D was awarded costs on the indemnity basis where C had failed more than once to provide a satisfactory draft of its proposed amended particulars of claim which included allegations of fraud, and where C had issued a notice of discontinuance one day before D's application to strike out the claim was to be heard.
The Court held that allegations of fraud were serious, and if they failed at trial costs should be awarded on the indemnity basis. If a claimant served a notice of discontinuance in a claim where allegations of fraud had been made, it was appropriate for the court to adopt the same approach. Applying Jarvis PLC v PricewaterhouseCoopers [2001] B.C.C. 670, fraud allegations which had been discontinued would generally justify costs on the indemnity basis.

Summary of Recent Cases - Civil Procedure

Halfords Media (UK) Ltd & Ors v Ponomarjovs (2015) Ch D (Newey J) 02/10/2015

A without prejudice email sent by an employee to his former employer that threatened blackmail lost its protection and was admitted in evidence in committal proceedings.

C, D's former employer, applied for without prejudice communication to be admitted in committal proceedings. D had emailed C accusing the company of criminal conduct and stating that D would post C's conditional information on various sites if C did not cooperate. C submitted that the email should be admitted as D's conduct amounted to blackmail and/or other impropriety, relying on Unilever Plc v Procter & Gamble Co [2000] 1 W.L.R. 2436.

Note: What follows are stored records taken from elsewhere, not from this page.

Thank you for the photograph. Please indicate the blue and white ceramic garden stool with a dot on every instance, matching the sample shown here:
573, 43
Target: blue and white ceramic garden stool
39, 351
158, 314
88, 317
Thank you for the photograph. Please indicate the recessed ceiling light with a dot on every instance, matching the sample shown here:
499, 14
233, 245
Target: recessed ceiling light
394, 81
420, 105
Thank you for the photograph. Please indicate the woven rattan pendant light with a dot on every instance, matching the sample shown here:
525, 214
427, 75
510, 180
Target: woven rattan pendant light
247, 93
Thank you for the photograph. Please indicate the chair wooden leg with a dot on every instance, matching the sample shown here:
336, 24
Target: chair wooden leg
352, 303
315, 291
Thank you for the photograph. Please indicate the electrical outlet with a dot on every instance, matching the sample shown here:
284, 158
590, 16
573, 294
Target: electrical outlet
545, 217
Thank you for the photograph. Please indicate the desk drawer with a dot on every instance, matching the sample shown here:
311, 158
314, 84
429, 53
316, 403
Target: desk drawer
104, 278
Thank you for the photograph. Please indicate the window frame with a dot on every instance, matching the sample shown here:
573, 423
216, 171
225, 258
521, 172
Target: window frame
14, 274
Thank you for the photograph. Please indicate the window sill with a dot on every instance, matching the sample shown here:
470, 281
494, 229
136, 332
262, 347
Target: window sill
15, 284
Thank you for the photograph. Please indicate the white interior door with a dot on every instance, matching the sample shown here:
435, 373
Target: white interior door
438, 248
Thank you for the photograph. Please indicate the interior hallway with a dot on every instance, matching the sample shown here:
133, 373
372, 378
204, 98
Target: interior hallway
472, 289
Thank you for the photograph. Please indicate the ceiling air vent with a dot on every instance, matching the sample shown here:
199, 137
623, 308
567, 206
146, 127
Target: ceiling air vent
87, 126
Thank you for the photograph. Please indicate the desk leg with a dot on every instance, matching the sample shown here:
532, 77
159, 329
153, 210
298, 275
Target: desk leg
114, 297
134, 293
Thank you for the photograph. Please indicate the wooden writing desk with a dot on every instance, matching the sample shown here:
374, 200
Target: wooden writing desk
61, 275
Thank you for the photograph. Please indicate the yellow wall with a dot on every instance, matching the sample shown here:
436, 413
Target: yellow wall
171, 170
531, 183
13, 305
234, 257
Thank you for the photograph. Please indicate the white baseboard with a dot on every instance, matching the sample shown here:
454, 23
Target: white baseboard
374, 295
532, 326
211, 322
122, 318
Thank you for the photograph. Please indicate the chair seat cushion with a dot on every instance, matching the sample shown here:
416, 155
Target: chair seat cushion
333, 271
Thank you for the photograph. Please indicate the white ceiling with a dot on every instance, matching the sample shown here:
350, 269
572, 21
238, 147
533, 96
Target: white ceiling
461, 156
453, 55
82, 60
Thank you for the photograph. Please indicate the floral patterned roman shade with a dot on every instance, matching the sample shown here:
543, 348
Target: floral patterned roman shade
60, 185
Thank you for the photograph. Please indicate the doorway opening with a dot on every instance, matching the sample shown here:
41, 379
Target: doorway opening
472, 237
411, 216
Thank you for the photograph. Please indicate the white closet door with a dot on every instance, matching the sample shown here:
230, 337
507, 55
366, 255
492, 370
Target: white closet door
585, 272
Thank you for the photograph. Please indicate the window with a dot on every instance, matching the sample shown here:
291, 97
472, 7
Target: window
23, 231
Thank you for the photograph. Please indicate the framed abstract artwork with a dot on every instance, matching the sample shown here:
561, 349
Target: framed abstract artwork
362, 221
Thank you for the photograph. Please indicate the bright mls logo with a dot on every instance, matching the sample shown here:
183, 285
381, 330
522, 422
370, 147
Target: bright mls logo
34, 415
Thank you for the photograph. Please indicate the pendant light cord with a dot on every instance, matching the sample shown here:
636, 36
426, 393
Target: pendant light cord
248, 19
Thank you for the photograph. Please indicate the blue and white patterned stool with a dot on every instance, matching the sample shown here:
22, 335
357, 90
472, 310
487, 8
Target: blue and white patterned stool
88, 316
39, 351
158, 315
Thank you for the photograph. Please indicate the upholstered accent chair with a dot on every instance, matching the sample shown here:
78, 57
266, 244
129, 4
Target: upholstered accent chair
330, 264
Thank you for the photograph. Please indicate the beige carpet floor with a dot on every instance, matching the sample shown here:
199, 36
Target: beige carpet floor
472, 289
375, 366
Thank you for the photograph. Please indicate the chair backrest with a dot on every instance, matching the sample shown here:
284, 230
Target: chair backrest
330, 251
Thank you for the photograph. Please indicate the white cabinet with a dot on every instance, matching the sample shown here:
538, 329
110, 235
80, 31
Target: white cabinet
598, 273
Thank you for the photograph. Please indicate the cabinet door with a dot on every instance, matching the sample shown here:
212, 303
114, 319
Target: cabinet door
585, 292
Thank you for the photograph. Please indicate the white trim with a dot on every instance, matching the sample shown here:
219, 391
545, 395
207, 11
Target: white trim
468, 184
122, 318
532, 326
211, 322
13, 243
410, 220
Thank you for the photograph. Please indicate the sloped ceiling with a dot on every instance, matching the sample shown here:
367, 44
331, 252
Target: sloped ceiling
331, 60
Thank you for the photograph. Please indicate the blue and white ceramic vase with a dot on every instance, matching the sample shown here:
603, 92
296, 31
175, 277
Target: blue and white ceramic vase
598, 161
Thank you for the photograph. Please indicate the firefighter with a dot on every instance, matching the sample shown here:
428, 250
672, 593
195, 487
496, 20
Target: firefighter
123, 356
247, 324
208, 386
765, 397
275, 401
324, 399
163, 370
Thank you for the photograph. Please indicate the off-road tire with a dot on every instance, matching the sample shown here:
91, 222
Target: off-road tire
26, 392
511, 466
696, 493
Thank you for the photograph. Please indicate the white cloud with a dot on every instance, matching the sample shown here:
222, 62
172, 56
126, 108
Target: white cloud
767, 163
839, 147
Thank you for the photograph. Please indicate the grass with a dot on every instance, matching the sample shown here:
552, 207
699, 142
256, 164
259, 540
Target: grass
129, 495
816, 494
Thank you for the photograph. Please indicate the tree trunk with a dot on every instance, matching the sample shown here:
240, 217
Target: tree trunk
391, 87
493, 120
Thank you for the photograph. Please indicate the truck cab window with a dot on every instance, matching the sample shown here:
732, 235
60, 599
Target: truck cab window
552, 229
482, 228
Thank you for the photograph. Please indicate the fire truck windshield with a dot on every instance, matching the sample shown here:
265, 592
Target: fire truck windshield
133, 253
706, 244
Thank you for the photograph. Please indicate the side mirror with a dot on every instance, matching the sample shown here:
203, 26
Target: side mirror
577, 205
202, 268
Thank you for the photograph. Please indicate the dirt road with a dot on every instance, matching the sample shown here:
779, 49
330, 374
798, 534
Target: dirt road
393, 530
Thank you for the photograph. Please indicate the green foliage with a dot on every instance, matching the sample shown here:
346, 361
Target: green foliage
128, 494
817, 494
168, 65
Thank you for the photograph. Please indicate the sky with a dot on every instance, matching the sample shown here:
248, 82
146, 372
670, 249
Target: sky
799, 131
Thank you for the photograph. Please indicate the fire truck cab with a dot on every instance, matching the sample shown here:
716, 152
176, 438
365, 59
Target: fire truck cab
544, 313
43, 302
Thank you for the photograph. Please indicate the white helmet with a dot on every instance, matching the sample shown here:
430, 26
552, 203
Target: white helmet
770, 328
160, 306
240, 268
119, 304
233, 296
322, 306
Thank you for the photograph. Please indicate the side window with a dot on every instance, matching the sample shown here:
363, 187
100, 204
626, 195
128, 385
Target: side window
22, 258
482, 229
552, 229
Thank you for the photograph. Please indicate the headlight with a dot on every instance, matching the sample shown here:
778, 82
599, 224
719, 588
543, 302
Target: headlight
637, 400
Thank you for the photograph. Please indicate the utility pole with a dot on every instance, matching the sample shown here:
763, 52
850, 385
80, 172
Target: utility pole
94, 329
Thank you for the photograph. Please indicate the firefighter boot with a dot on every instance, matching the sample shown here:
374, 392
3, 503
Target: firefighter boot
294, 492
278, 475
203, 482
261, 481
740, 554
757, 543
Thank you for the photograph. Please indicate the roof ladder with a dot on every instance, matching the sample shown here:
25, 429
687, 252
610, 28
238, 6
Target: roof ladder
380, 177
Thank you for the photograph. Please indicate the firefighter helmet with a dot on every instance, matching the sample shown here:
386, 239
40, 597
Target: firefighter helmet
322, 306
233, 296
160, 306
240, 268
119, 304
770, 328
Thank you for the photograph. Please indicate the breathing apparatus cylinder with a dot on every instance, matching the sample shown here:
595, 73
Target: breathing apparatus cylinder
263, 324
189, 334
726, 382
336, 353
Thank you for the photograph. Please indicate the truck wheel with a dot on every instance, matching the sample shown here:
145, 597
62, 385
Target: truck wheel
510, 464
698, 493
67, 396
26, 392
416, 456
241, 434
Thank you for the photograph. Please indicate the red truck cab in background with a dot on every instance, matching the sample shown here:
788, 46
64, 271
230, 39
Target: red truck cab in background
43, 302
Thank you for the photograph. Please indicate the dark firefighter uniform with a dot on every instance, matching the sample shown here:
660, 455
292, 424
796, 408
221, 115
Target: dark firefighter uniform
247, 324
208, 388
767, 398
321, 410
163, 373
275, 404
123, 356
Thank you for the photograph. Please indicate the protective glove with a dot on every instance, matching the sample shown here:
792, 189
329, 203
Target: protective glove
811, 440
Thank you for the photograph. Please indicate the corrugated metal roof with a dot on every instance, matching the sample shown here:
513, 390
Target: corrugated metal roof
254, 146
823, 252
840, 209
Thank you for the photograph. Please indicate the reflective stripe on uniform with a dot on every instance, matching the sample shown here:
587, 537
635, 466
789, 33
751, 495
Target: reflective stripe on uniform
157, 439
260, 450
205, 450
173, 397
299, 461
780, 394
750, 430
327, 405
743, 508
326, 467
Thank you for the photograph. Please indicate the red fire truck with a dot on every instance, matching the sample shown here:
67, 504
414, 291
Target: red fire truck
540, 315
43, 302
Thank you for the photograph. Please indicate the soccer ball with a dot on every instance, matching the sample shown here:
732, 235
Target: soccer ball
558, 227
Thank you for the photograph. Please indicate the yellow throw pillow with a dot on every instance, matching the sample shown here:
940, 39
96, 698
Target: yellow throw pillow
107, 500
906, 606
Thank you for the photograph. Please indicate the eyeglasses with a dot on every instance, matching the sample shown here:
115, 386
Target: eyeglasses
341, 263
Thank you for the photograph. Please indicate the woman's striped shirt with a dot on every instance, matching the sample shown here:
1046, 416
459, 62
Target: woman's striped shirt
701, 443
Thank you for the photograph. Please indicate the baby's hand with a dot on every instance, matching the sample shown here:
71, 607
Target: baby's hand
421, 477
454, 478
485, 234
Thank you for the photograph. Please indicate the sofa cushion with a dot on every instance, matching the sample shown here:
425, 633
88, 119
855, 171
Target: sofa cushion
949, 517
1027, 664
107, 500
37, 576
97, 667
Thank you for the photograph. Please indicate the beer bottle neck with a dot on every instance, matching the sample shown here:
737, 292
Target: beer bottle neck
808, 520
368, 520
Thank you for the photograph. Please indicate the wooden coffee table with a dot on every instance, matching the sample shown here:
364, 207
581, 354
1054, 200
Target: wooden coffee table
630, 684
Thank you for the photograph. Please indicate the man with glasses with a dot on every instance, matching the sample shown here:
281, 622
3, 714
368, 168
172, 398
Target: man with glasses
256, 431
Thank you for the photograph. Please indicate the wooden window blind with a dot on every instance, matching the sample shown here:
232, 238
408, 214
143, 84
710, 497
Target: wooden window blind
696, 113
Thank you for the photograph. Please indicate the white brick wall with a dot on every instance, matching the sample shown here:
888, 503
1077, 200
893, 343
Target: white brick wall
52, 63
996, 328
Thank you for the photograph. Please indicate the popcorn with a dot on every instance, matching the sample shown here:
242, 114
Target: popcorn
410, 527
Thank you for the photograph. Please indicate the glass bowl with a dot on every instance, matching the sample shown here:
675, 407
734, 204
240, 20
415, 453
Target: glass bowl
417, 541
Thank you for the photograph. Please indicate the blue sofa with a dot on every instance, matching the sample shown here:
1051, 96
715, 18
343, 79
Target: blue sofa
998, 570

Hallows v Wilson Barca LLP, Ch D (John Jarvis QC) 10/09/2015

C's solicitor's failure to disclose to a local authority when seeking pre-planning advice that the pre-planning advice was being sought in the context of litigation meant that the solicitor had waived litigation privilege and accepted that the advice provided could come into the public domain through the operation of the Freedom of Information Act 2000.

The Court held that the advice was prima facie protected by litigation privilege, but where a solicitor sought advice from a local authority, the solicitor should bear in mind that local authorities had duties under the Act to provide information to the public. Although the Act provided for an exemption for information protected by legal professional privilege, the local authority had been given no indication that the advice was sought for the purposes of litigation and so the privilege had been waived.